Nonostante l’Italia sia uno dei Paesi con la popolazione più anziana d’Europa, la quota di cittadini che percepisce una pensione nella fascia d’età tra i 50 e i 74 anni è sorprendentemente tra le più basse dell’Unione Europea.
Il dato emerge dal recente approfondimento ISTAT dedicato a “Pensione e partecipazione al mercato del lavoro”, che fa luce non solo sulla distribuzione dei trattamenti pensionistici, ma anche sulle fragilità economico-sociali che li accompagnano. Il quadro che si delinea è quello di un sistema previdenziale influenzato da disuguaglianze strutturali.
Secondo i dati ISTAT aggiornati al 2023, solo il 32,1% degli italiani tra i 50 e i 74 anni percepisce almeno una pensione. Si tratta di circa 6,6 milioni di persone, con un’età media pari a 68,3 anni. La distribuzione è fortemente concentrata nella fascia 65-74 anni, dove si collocano oltre l’80% dei percettori.
Rispetto alla media europea del 40,5%, l’Italia risulta sotto di oltre 8 punti percentuali. Condizioni peggiori, invece, per Spagna (24,3%), Danimarca (25,5%) e Grecia (31,7%).

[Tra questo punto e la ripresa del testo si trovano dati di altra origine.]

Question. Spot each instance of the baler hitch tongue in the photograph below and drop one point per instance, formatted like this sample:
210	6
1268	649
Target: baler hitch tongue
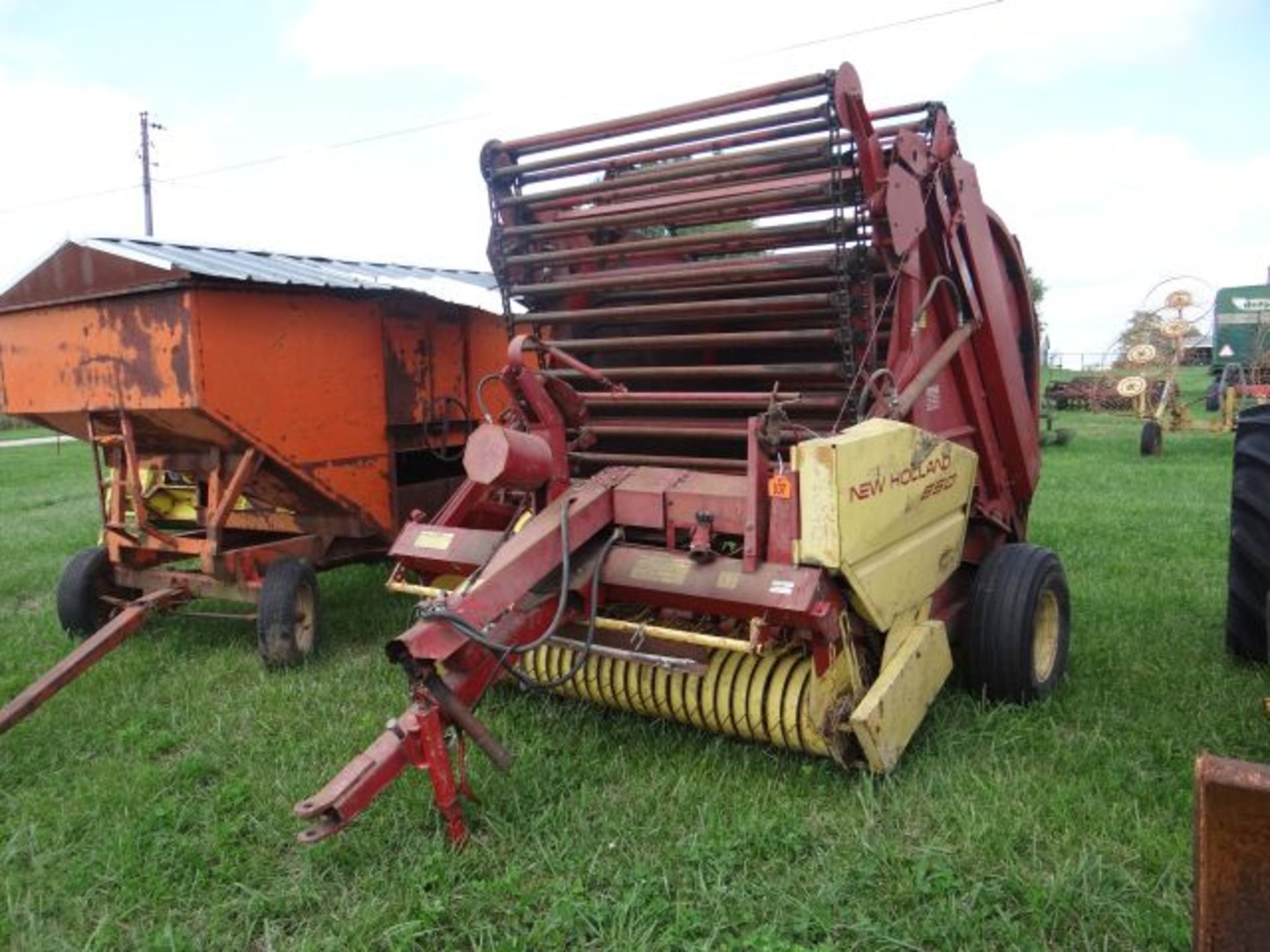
417	738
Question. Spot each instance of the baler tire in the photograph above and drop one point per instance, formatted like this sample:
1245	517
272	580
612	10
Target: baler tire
80	589
1249	573
287	615
1152	438
1019	596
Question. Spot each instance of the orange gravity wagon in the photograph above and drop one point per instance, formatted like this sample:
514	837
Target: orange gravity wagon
253	418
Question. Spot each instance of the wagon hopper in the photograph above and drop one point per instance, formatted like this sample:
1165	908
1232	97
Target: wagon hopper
253	418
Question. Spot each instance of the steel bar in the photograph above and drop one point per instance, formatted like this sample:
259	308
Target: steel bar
714	310
87	654
700	639
675	664
771	95
738	206
676	154
461	715
666	429
757	371
705	399
669	342
810	120
760	239
687	180
662	276
693	462
788	286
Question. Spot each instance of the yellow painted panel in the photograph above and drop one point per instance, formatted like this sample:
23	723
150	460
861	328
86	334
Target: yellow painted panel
886	504
889	715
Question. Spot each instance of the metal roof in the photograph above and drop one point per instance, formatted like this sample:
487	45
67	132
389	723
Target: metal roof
454	286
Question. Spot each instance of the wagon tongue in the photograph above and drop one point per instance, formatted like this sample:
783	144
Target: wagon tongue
417	738
92	651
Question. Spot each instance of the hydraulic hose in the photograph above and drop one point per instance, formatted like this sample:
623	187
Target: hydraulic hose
506	651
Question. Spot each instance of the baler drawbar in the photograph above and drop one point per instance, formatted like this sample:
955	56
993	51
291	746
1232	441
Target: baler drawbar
770	452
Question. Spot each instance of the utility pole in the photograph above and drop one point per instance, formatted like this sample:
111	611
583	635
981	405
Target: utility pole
145	168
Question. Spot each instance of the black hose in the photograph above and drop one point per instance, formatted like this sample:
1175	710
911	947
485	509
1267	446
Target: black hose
439	612
505	653
591	626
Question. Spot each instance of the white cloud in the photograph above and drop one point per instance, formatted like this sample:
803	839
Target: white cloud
1105	215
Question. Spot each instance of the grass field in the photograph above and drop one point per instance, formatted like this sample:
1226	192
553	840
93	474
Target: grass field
149	805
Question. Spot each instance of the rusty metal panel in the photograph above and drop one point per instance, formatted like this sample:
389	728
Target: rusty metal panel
128	352
302	376
75	272
1232	855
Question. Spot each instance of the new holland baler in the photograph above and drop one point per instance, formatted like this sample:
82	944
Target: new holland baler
771	444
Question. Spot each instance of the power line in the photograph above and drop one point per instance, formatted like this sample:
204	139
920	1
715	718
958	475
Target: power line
460	120
879	28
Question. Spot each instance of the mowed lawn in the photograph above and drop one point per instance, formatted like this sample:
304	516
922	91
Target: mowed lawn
149	805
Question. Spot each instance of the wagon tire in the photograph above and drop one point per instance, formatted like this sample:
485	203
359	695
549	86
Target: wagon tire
1152	438
287	615
83	588
1020	626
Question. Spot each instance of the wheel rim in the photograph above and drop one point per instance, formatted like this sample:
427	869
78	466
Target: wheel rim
1046	626
305	619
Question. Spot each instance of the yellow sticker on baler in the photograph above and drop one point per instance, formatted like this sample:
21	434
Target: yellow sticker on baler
431	539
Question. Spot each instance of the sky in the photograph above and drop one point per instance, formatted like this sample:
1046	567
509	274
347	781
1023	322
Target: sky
1123	143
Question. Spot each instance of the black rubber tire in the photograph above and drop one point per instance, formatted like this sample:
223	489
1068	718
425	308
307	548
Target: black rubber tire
287	619
1213	397
85	579
1152	438
1007	597
1249	569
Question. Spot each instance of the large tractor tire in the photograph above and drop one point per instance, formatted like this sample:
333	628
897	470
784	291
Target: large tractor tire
1249	574
1213	397
83	588
1020	626
287	615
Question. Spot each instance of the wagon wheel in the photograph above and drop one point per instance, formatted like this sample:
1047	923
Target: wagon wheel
288	615
87	593
1152	442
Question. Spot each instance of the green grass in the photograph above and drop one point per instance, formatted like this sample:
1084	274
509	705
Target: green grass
148	807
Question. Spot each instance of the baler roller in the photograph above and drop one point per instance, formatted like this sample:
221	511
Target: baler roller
761	698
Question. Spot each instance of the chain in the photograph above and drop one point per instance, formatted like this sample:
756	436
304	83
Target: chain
840	157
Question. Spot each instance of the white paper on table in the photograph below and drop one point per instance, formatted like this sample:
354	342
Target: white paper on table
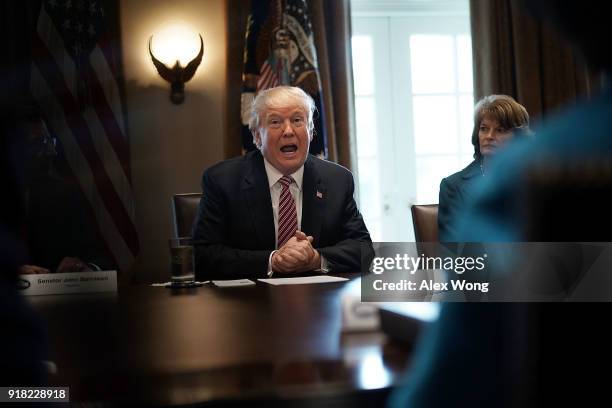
233	283
303	280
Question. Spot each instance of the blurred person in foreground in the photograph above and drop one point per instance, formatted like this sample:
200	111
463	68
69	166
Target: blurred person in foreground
279	211
498	119
23	341
491	354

Panoramica del sistema pensionistico italiano
La stessa indagine evidenzia come il 43,4% della popolazione tra 50 e 74 anni sia occupata e non percepisca alcuna pensione, quota in linea con la media UE. Ma è l’altro 24,4% a destare maggiore preoccupazione: si tratta di persone che non lavorano e non ricevono alcuna forma di pensione. Sono oltre 5 milioni, prevalentemente donne (75,7%), spesso con bassa scolarizzazione e residenti nel Mezzogiorno. Un terzo non ha mai lavorato, con punte del 47% nel Sud e del 55% tra chi ha solo la licenza elementare.
Questo segmento rappresenta una fascia ad altissimo rischio di esclusione economica, priva sia del sostegno di un reddito da lavoro che di un’entrata previdenziale e fortemente dipendente da reti familiari o assistenziali.
La partecipazione al mercato del lavoro italiano
Le diseguaglianze di genere nel sistema pensionistico italiano affondano le radici nelle differenze nella partecipazione al mercato del lavoro. Le donne italiane tra i 50 e i 74 anni che percepiscono una pensione sono solo il 28%, contro una media europea del 40,7%. Gli uomini, invece, si attestano al 36,5%, più vicini al dato UE del 40,4%.
Anche tra i pensionati over 65, il divario è evidente: il 68,3% delle donne riceve un trattamento pensionistico, contro l’87,7% degli uomini. All’opposto, il 26,8% delle donne in questa fascia non ha né un lavoro né una pensione, quasi cinque volte la quota maschile (5,7%).
Pensioni: il titolo di studio fa la differenza
Il livello di istruzione si conferma un fattore determinante nel garantire un accesso regolare alla pensione. Tra i 65-74enni, solo il 4,8% dei laureati non è né occupato né pensionato, mentre la quota sale a oltre il 25% tra chi ha al massimo la licenza media. Tra gli stessi laureati, l’8,6% percepisce una pensione ed è ancora attivo nel lavoro.
Nella fascia 50-64 anni, il 63,5% degli individui è occupato, ma con forti divari: tra i laureati solo il 9,6% non lavora e non riceve una pensione, contro il 62,5% tra i meno istruiti. La correlazione tra capitale umano e sicurezza previdenziale è quindi netta.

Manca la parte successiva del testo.